Un texte de Dominique Arel
Thèmes : Nation, Politique
Numéro : Argument 2014 - Exclusivité Web 2014

L’avenir immédiat de l’Ukraine peut paraître bien sombre*. Alors qu’elle vient d’être amputée de la Crimée, la pression de la Russie sur ses territoires de l’Est s’accentue. Des sources occidentales confirment que les dizaines de milliers de soldats russes massés aux frontières orientales n’ont rien à voir avec des exercices militaires et auraient la capacité d’intervenir très rapidement. Des groupes inconnus occupent les bureaux de l’administration régionale à Donetsk et des services de sécurité (SBU) à Louhansk, les deux grandes villes du Donbas, région minière d’Ukraine et fief du président déchu Viktor Ianoukovitch. Le siège de Louhansk, région limitrophe de Rostov, où se cachait Ianoukovitch, est très inquiétant parce que les occupants sont armés jusqu’aux dents. La Russie refuse toujours de reconnaître le gouvernement ukrainien, entend dicter l’ordre constitutionnel de l’Ukraine avec un plan qui effectivement casserait le pays en deux, et s’emploie à utiliser l’arme du gaz et peut-être de la fermeture des frontières pour étrangler l’économie ukrainienne.

 On entend souvent dire que l’appui occidental à l’insurrection du Maidan a constitué un affront direct aux intérêts sécuritaires de la Russie, mais il faut bien comprendre que la préoccupation première de la Russie est la nature même du régime politique en Ukraine. À l’époque de la Guerre Froide, les régimes inféodés devaient être communistes. À celle du président Poutine, ils doivent être autoritaires, et donc dépendants de la Russie. Il s’agit donc moins des intérêts de l’État de la Russie, que celle d’un dirigeant qui exerce un contrôle quasi absolu sur les institutions politiques, judiciaires, sécuritaires et médiatiques du pays et qui ne peut tolérer qu’un régime ouvert s’implante en Ukraine, puisque le pluralisme mène nécessairement à l’Europe au sens des idéaux de l’État de droit, de la contestation politique, de la primauté de l’individu, et de la liberté de marché (avec ses zones d’ombres telles que le néo-libéralisme, l’évasion fiscale des puissants, la montée de l’extrême droite, et la tabloïdisation de la vie politique).

Tout part de ce constat.

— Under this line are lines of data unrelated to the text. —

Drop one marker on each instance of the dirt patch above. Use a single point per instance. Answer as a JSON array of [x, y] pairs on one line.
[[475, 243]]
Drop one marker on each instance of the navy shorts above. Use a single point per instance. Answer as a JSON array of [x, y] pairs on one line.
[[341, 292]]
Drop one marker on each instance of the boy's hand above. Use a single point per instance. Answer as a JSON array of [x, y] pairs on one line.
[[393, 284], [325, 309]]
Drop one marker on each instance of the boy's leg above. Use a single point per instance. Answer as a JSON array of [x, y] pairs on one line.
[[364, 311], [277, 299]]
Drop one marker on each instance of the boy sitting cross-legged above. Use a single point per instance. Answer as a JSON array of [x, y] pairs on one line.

Pour le président Poutine, un modèle de contestation politique, sur des terres considérées comme “russes” de surcroît, ne peut être que le fruit d’une ingérence occidentale, laquelle, reprenant la phraséologie de la Deuxième Guerre mondiale, ne peut être que “fasciste”. C’est l’insécurité du dirigeant d’un système hyper-centralisé qui conduit à l’annexion criméenne et à la menace du démembrement de l’Ukraine, et non les intérêts géopolitiques pérennes d’un État. Une Russie sous Eltsine agirait, et a agi, bien différemment. Mais quelle est la part de l’Ukraine elle-même dans sa transformation, une fois de plus, en un terrain de confrontation internationale?

Il y a d’abord l’argument de la légitimité. Qualifier les événements du 21-22 février de coup d’état ou de renvoi d’un gouvernement démocratiquement élu revient à oublier que la légitimité du président Ianoukovitch s’est brisée lorsque ses troupes ont tiré sur les manifestants (et les allégations que les snipers étaient à la solde des manifestants n’ont aucun fondement). Le régime s’est effondré dans la nuit du 21 au 22 février parce que toutes les forces de sécurité s’étaient retirées, transformant Ianoukovitch en un roi nu. Les forces de sécurité étaient de beaucoup plus puissantes que les manifestants du Maidan et pourtant elles se sont volatilisées. Ce sont elles qui ont effectivement fait chuter le régime. Nous pourrions aussi ajouter qu’il était devenu très clair que le régime Ianoukovitch allait voler les élections de 2015, la tendance à ce chapitre, depuis l’élection, était très lourde. C’est justement pourquoi Maidan, après son envol pro-européen, était devenu une insurrection civique contre la dégradation démocratique du régime Ianoukovitch (et plus largement contre le mépris post-soviétique des droits individuels).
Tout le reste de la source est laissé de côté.